Having a random hookup so left but love u
If there's anything in this world better than hotboxing in the rain I haven't found it yet.
i need gas-x and some way to take back every single thing i did last night.
At lowes after workin outside. Kid behind me says "mommy that man smells like a taco" yes she was talking about me.
21 Dirty Secrets From Bachelor/Bachelorette Parties That Have Destroyed Marriages
u think ur still drunk from last night? i just put the eggs in the freezer and the remote in the sink. I don't wanna fucking hear it.
What do you mean you don't pregame your bikini waxes?
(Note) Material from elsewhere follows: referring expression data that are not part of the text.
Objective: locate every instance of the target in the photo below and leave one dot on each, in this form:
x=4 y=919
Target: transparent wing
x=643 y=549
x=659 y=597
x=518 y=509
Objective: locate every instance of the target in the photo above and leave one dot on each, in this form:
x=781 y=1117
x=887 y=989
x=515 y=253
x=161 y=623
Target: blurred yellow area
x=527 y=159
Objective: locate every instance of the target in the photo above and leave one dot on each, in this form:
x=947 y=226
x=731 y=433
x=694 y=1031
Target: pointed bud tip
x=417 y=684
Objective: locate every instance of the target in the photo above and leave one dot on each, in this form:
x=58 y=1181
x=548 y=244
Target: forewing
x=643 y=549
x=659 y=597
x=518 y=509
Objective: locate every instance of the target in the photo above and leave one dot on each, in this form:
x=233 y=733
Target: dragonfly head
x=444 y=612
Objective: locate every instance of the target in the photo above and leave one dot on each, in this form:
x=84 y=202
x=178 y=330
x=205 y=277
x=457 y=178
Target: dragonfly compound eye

IS FOOTBALL GONNA SUCK HIS DICK? NO, IT IS NOT
I've decided to be proactive and make a sex playlist on my phone to avoid any awkward moments in my upcoming slutty summer
Of course the bar would go completely silent right as I yell out "I don't have AIDS"
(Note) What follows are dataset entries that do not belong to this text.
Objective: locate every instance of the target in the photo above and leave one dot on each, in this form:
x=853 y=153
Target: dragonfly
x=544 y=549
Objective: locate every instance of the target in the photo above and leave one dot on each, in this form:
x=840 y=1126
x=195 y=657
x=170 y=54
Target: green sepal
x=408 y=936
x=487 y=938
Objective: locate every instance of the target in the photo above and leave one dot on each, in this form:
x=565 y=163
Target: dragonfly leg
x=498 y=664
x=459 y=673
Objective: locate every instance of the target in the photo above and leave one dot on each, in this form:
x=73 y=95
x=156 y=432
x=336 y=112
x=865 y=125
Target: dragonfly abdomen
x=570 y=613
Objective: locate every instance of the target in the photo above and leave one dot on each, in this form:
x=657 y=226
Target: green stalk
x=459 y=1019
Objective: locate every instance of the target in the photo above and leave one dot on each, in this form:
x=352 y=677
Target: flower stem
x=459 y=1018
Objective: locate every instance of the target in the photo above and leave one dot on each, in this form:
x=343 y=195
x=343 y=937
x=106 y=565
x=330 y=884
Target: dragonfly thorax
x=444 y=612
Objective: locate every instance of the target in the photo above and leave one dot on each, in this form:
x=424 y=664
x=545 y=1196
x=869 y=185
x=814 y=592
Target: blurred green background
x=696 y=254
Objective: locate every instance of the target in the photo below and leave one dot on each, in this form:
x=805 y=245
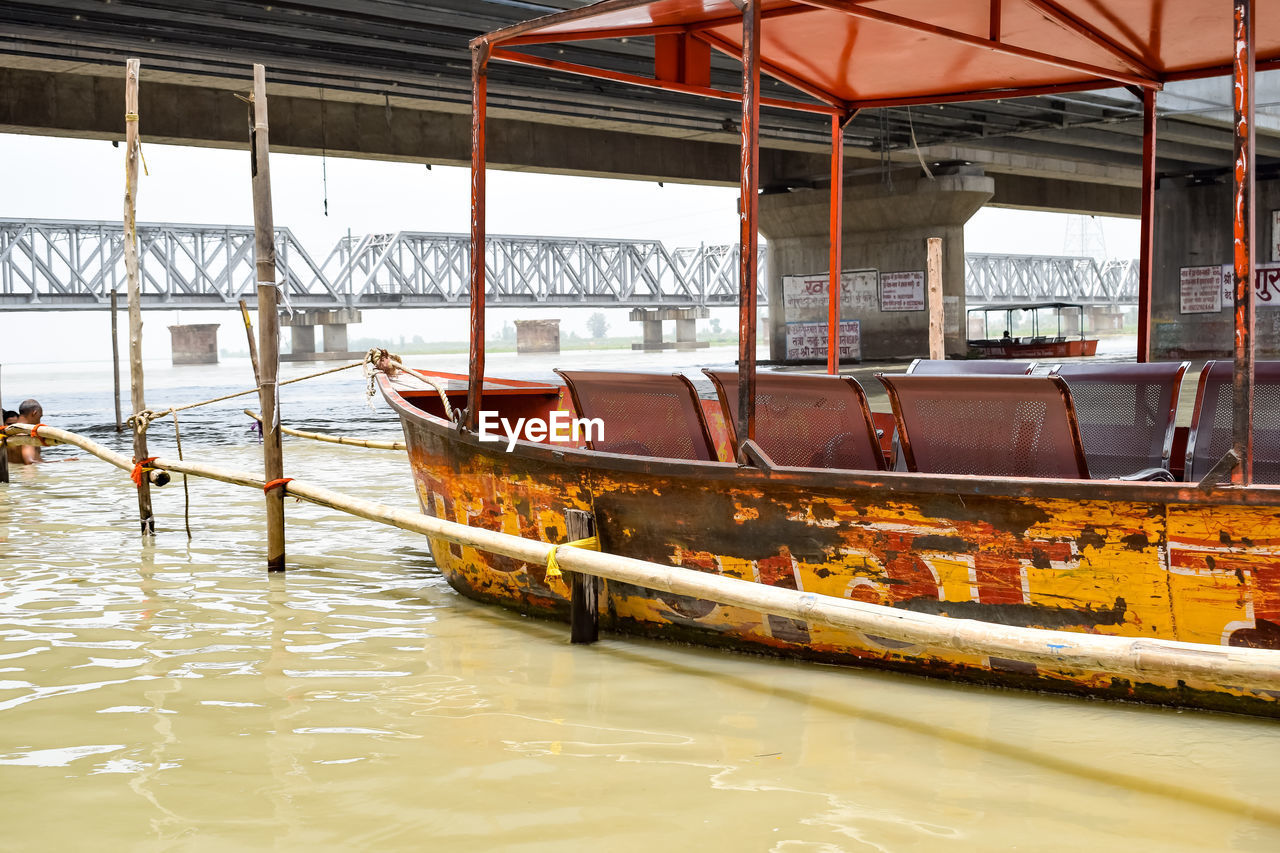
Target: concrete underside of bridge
x=885 y=228
x=54 y=97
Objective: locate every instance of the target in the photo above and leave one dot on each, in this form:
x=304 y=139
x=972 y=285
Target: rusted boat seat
x=805 y=419
x=954 y=366
x=987 y=425
x=644 y=414
x=1211 y=420
x=1125 y=413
23 Fathers Confess The Best Way They’ve Messed With Their Daughter’s Boyfriend
You don't have a penis so I'm not texting you at this hour. This is penis texting hour only.
I'm on the struggle bus
just ordered a number 1 at a fast food restaurant that doesn't have numbers
well, mom whipped her new boobs out at the dining room table. So yeah you could say we had a pretty casual thanksgiving
He wore the same cologne as my orthodontist so all I could think about was how I hadn't worn my retainer in months
I wish I could accurately explain the embarrassment of standing in your bathroom with women's nair on your ass waiting to get in the shower.